FunctionGemma's tokenizer and base architecture are inherited from Gemma 3, so the standard llama.cpp, Ollama, MLX, and TensorRT-LLM tool chains all support it without modification. GGUF quantizations from Q2_K through Q8_0 are available; Q4_K_M produces a ~180MB binary that runs at 800+ tokens/second on consumer GPUs and 180–250 tokens/second on a modern laptop CPU.

Fine-Tuning with Ertas

FunctionGemma is the canonical fine-tuning target for Ertas's tool-calling product story. The training data format is the same JSONL function-call schema Ertas Studio supports natively: each example is a tool list, a user query, and the expected function call. Because the model is so small, full-parameter fine-tuning fits on consumer GPUs — a 12GB RTX 3060 trains FunctionGemma at full sequence length without LoRA — but LoRA and QLoRA also work and produce adapters under 50MB that can be hot-swapped at inference time.

The typical Ertas workflow for FunctionGemma is: define your tool schemas in Studio's Data Craft module, generate 300–800 representative function-call examples (using the bulk-generation flow that emits prompt templates for ChatGPT/Claude/Gemini), split into train/validation, fine-tune in Studio with the FunctionGemma base, evaluate on held-out function calls, and export to GGUF. The full cycle on representative tool schemas runs in 1–3 hours of wall-clock time on Studio's standard GPU tier and produces a model that hits 95%+ accuracy on the trained tool set.

For mobile deployment, the Ertas Deployment CLI takes the GGUF output and wires it into an iOS Swift, Android Kotlin, Flutter, or React Native project with llama.cpp dependencies installed. End-to-end — from raw tool schemas to a fine-tuned function-calling model running on-device in a real app — is a few hours of work, dominated by dataset curation rather than training or deployment plumbing.

Use Cases

FunctionGemma's primary use case is the function-calling layer inside an agent system: turn a user request into a structured tool invocation that downstream code can execute.
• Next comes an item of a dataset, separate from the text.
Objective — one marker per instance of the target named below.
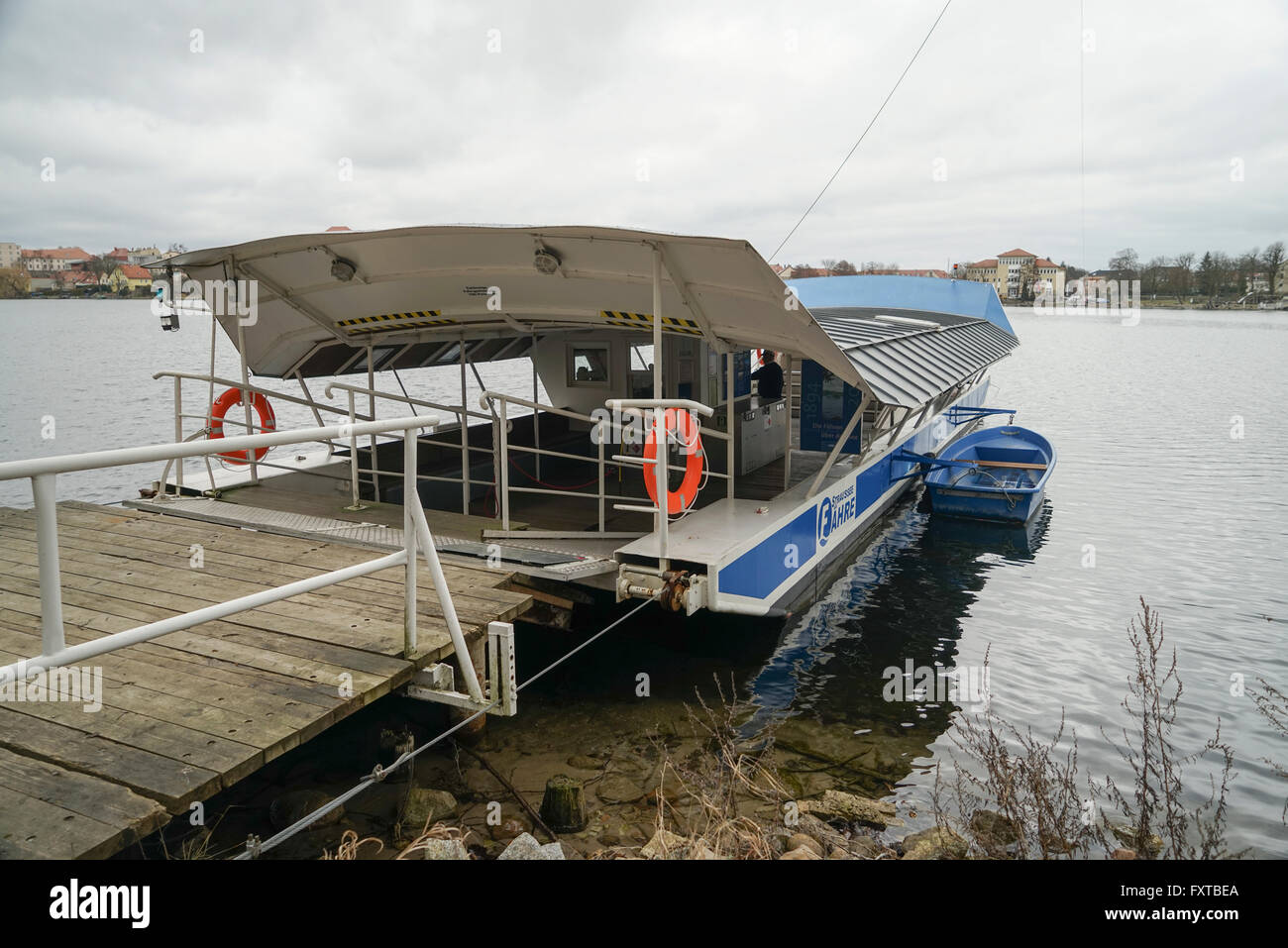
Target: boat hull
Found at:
(993, 474)
(951, 501)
For mobile apps with a small number of high-frequency tools — booking, scheduling, search, CRUD operations on user data — FunctionGemma at 200MB on-device replaces a cloud API call entirely, eliminating per-token costs and removing network round-trips from latency-sensitive flows.

For agent frameworks that support OpenAI-compatible endpoints (LangGraph, Pydantic AI, OpenAI Agents SDK, Smolagents, Mastra, Vercel AI SDK), FunctionGemma can serve as a dedicated tool-routing layer behind a larger reasoning model. The pattern: a 7B–14B model handles open-ended reasoning, FunctionGemma handles the structured tool-call emission, and both run locally. Inference cost drops dramatically without sacrificing tool-call reliability.
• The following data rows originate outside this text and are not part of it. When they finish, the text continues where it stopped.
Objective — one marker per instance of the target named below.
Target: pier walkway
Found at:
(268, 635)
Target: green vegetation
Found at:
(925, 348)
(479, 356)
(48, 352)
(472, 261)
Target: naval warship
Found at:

The small size also makes FunctionGemma the right choice for embedded and edge deployments: factory-floor robotics with limited compute, IoT devices that need natural-language control, in-vehicle systems where every megabyte of model weight is contested. Anywhere a general-purpose 3B–8B model is too large but a clean intent-to-invocation mapping is required, FunctionGemma is the default starting point.

Hardware Requirements

At Q4_K_M quantization, FunctionGemma weights are approximately 180MB and require ~250MB of total RAM at inference time including KV cache for short contexts. This fits comfortably on phones (iOS 14+ devices, Android devices with 2GB+ RAM), single-board computers (Raspberry Pi 4/5), embedded boards (Jetson Nano), and any laptop or desktop.
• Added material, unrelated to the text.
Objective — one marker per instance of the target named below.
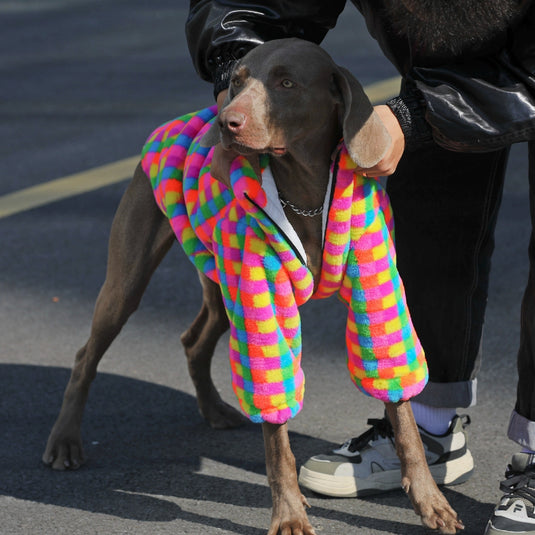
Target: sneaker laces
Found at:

Throughput on consumer hardware: 180–250 tokens/second on a modern laptop CPU (Apple Silicon M1/M2 or Ryzen/Intel mobile), 800+ tokens/second on consumer GPUs (RTX 3060 and above), and 1500+ tokens/second on data-center GPUs. Because tool calls are short (typically under 100 output tokens), wall-clock latency from prompt to complete function call is in the 50–200ms range on most consumer hardware — fast enough for interactive use without a perceptible pause.

For fine-tuning in Ertas Studio, a 12GB consumer GPU (RTX 3060, RTX 4060) handles full-parameter training at 1024-token sequence lengths. LoRA and QLoRA reduce this to 6–8GB and produce adapters small enough to ship as model patches. Training time on representative tool-call datasets (300–800 examples, 3–5 epochs) is typically 30–90 minutes on Studio's standard GPU tier.